Abdominal pain

Abdominal pain can be anything from a dull stomach ache to severe cramps in your stomach.

By Wallace Health I Medically reviewed by Adrian Roberts.
Page last reviewed: October 2018 I Next review due: October 2021

Summary

Stomach pain is usually short-lived and affects almost everyone from time to time. Although usually nothing to worry about, abdominal pain can be a sign of an underlying health problem. If you’ve any concerns about abdominal pain, make an appointment to see your GP.

In many cases, stomach ache is the result of indigestion, acid reflux and heartburn, bloating or trapped wind. This usually passes quite quickly without any need for treatment.

However, there are many other possible causes of abdominal pain, some of which can be more serious.

When to seek urgent medical advice

Seek medical attention urgently if you:

  • Have sudden, severe abdominal pain accompanied by chest pain that may travel down your left arm – this may be a heart attack
  • Severe pain in the right-hand side of your upper abdomen – this may be a sign of gallstones
  • Agonising, sudden pain in the lower right of your abdomen – this may be appendicitis
  • Have a stomach injury
  • A very tender and/or very bloated stomach
  • Blood in your vomit or stools
  • Difficulty urinating or passing stools
  • Shortness of breath and/or dizziness
  • Blood in urine

Causes of abdominal pain

Recurring burning pain in your upper abdomen is a common symptom of a stomach ulcer. Other stomach ulcer symptoms include heartburn, nausea, intolerance of fatty foods, unintentional weight loss and loss of appetite.

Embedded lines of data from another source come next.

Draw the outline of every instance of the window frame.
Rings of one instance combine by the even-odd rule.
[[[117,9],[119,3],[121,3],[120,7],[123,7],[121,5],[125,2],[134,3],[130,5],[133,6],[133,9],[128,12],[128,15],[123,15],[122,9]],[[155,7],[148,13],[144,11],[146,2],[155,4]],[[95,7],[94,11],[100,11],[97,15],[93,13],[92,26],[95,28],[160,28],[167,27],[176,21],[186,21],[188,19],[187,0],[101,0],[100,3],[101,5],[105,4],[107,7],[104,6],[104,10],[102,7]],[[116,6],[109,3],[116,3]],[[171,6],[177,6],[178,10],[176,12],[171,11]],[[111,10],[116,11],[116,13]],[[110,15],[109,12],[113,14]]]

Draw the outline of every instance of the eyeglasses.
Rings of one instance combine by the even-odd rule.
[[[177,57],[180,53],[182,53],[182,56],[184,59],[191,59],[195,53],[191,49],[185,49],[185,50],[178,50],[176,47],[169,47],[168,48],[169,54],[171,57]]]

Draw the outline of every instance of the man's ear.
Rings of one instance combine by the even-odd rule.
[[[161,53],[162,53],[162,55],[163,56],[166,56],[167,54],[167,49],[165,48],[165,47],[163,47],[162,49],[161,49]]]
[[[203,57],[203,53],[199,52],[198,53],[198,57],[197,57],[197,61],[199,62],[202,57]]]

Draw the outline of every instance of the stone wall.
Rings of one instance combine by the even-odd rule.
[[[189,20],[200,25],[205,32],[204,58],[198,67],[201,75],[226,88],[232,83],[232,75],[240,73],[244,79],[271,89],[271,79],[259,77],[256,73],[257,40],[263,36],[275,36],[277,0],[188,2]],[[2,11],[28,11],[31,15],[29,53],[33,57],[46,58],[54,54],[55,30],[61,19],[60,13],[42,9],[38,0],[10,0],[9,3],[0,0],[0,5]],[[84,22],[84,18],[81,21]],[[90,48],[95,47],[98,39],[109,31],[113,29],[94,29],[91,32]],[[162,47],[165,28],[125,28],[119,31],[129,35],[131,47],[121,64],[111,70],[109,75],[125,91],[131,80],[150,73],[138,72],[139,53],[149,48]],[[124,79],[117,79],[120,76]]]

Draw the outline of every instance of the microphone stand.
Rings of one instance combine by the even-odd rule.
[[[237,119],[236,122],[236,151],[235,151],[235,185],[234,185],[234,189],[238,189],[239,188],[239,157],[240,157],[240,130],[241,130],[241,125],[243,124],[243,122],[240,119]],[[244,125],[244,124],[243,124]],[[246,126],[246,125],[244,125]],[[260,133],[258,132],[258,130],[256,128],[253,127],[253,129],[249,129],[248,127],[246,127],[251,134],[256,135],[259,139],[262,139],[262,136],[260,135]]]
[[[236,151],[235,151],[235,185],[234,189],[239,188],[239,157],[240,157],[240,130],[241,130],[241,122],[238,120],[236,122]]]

If you have regular bloating and stomach cramps accompanied by diarrhoea and/or constipation, you might have irritable bowel syndrome (IBS).

Lower abdominal pain or cramps can be a sign of constipation, which can also be accompanied by bloating and nausea.

Urine infections, which tend to affect women more than men, are often the cause of an aching lower abdomen pain. You may also feel nauseous, feverish and notice stinging when urinating.

Stomach cramps in the pelvic area can be period pain. Occasionally, period pain can be a symptom of an underlying condition, such as fibroids and endometriosis.

Other possible causes of stomach pain include:

  • Stomach infection (gastroenteritis) – if you also have nausea, vomiting and diarrhoea
  • Pelvic inflammatory disease (PID) – an infection of the womb and/or fallopian tubes
  • Kidney stones – a severe pain which often starts in the back, travelling into the side of the abdomen and the groin
  • Inflammatory bowel diseases – Crohn’s disease and ulcerative colitis
  • Diverticulitis – inflammation and infection of the large bowel (colon), which can cause pain on the lower left side of the abdomen
  • Food intolerances, such as lactose intolerance
  • Some cancers, including bowel and stomach cancer
  • Autoimmune diseases such as coeliac disease

Talk to your doctor if you’re concerned about symptoms

You can book an appointment with a Spire private GP today.

Book an appointment today

Getting a diagnosis for abdominal pain

You should visit your GP if:

  • Your stomach pain continues for several days or suddenly intensifies
  • You regularly have stomach pain after eating
  • You’re losing weight without trying to
  • You’re urinating more or less than normal or urinating is painful
  • You’re bleeding from your bottom or vagina or have an abnormal vaginal discharge
  • You have a fever

Your GP may be able to diagnose the cause of your abdominal pain by examining your stomach and discussing how you feel. Your GP may refer you for tests, such as blood tests, a colonoscopy or a CT scan. They may also refer you to a consultant for further investigations, diagnosis and treatment.

 

Treatments for abdominal pain

You can treat most cases of stomach pain at home. Depending on your other symptoms, you could try:

  • Taking frequent sips of water
  • Avoiding solid food
  • Taking over-the-counter medications, such as pain relief and antacids

If your symptoms don’t improve, your GP may prescribe medication. If your abdominal pain is a symptom of an underlying condition, your GP or consultant will arrange the necessary treatment.